After the spring climbing season in the Himalaya was cut short due to the earthquake in Nepal, the mountaineering scene has been unusually quiet for the past few months. But now that summer is nearly upon us that is about to change, as climbing teams start to get back to business and turn their attention to other big peaks outside of Nepal and Tibet.
With the arrival of June, the seasonal monsoons are once again hitting central Asia, making it unsafe to climb in the Himalaya proper. That means that all the expeditions to Everest, Lhotse, Annapurna, and the like would have gone home by now regardless of the earthquake. There is generally a short lull between the end of the spring climbing season in Nepal, and the start of operations elsewhere. That lull won’t last for long however, and even now expeditions are gearing up for the challenges ahead.
In preparation for the start of the summer climbing season, Alan Arnette has taken a comprehensive look at some of the teams that we’ll be hearing a lot about in the coming weeks. Those climbers have set their eyes on some big 8000 meter peaks in Pakistan, and in the days ahead I’ll be watching their progress closely.
On K2, the commercial teams have moved onto the mountain in recent years, and this year there will be two squads led by Madison Mountaineering and Himalayan Experience.
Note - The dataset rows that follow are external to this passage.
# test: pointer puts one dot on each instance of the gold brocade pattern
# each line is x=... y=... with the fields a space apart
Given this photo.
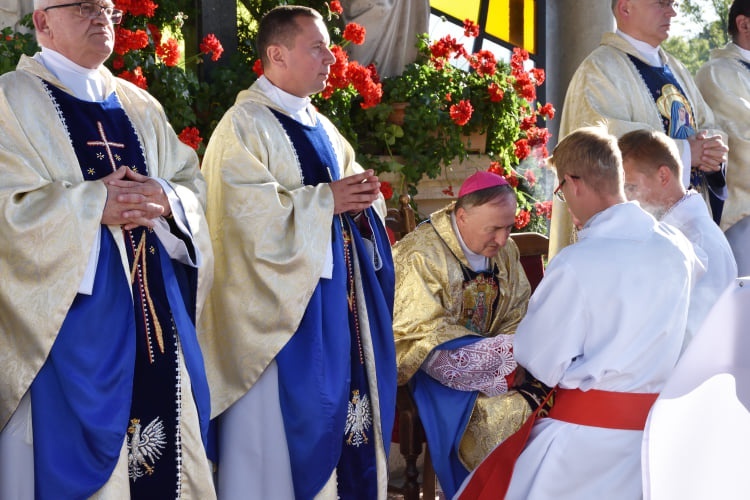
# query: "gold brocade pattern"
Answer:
x=492 y=421
x=429 y=292
x=255 y=187
x=430 y=309
x=479 y=303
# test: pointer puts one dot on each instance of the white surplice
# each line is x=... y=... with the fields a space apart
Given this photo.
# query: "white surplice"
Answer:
x=690 y=215
x=609 y=314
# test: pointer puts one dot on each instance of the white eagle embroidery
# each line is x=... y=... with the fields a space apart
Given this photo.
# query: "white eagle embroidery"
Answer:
x=358 y=420
x=144 y=444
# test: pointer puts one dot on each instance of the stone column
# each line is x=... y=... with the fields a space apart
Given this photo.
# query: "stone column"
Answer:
x=13 y=10
x=574 y=29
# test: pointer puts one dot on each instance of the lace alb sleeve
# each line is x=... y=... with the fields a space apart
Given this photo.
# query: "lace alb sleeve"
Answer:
x=486 y=366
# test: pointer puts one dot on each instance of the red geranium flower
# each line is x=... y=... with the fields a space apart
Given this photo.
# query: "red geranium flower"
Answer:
x=336 y=7
x=386 y=189
x=484 y=63
x=461 y=112
x=354 y=33
x=522 y=219
x=495 y=92
x=547 y=110
x=211 y=44
x=496 y=168
x=522 y=149
x=191 y=136
x=169 y=52
x=126 y=40
x=155 y=33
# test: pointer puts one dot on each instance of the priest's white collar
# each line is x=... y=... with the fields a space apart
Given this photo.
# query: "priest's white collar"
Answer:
x=478 y=262
x=85 y=83
x=646 y=50
x=298 y=107
x=743 y=52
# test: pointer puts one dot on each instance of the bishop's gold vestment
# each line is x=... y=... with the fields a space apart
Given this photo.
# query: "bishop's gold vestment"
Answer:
x=429 y=298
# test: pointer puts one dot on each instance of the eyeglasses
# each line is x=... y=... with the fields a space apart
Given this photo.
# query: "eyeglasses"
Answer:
x=91 y=10
x=558 y=192
x=668 y=4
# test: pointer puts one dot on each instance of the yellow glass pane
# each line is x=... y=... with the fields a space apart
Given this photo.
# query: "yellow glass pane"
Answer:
x=529 y=25
x=513 y=21
x=465 y=9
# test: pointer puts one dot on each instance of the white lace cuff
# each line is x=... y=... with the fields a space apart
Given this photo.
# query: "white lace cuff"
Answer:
x=485 y=366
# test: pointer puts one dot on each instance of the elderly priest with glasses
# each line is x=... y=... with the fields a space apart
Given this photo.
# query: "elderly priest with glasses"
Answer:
x=104 y=255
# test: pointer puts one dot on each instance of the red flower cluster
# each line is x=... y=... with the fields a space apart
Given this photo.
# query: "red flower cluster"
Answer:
x=364 y=80
x=191 y=136
x=461 y=112
x=336 y=7
x=547 y=110
x=169 y=52
x=211 y=45
x=543 y=208
x=444 y=49
x=355 y=33
x=522 y=149
x=155 y=33
x=496 y=168
x=523 y=217
x=496 y=93
x=126 y=40
x=386 y=189
x=483 y=62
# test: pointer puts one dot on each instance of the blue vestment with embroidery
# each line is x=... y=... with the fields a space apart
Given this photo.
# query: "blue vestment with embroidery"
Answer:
x=111 y=376
x=324 y=387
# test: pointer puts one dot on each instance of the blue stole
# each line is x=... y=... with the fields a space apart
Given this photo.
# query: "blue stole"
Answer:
x=680 y=124
x=444 y=413
x=112 y=369
x=322 y=378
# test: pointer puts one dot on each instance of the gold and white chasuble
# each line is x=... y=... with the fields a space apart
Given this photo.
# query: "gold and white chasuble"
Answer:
x=429 y=311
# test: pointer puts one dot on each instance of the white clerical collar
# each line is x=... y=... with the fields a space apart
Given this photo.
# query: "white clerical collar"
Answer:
x=298 y=107
x=745 y=54
x=478 y=262
x=85 y=83
x=646 y=50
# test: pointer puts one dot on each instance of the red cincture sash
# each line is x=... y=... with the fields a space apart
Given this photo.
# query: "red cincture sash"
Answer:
x=611 y=410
Both of those outfitters have a great deal of experience on major peaks, and they hope to continue the momentum that was started last year when an unprecedented 40 climbers found success on the world’s toughest mountain. But K2 is fickle, and the weather there is incredibly unpredictable, so I wouldn’t count on a repeat of 2014, which was a banner one indeed.
Amongst the climbers attempting K2 this season are David Tait, a man who has summited Everest on five separate occasions. If you’ve followed David’s expeditions over the years, you’ve probably heard him talk about retiring from the big mountains on more than one occasion, yet he continues to find reasons to come back. K2 will be a different kind of challenge for him however, and it will be interesting to read his thoughts on the mountain.
Alan also points out that there will be teams led by Nazir Expeditions, Adventure Tours Pakistan, and Seven Summits Treks, which operates out of Nepal. These outfitters provide less support for the climbers on the mountain, and are more like a loosely affiliated group that are sharing a climbing permit.
Elsewhere, there will be several teams on Broad Peak, which is sometimes used as an acclimatization climb ahead of K2. Last year, Chris Burke was able to summit the “Savage Mountain” but her efforts to bag both K2 and Broad Peak were thwarted. She’ll return this summer to try to nab BP and claim her ninth 8000-meter mountain.
The Gasherbrums (I and II) will play host to a team of international climbers who will be working together to bag both summits. The two mountains pose a formidable challenge for any mountaineer, but are also excellent peaks to gain experience on before proceeding on to the other eight-thousanders. These mountains are rarely very busy, but it is always interesting to follow progress on them none the less.
Finally, Alan is reporting that Nanga Parbat will remain empty once again this summer. After the terrorist attack on that mountain back in 2013 – which left 11 dead – few teams have wanted to venture to Nanga during the summer season. It has been the target of numerous winter expeditions in recent years, but it seems that teams will shy away again due to security concerns.
It should also be noted that the climbing season on Denali is in full swing as well, with numerous teams already on the mountain. While not as tall as these massive 8000-meter peaks, the Alaskan mountain is as challenging as the come. We’ll be keeping an eye on proceedings there as well, with updates as they are warranted.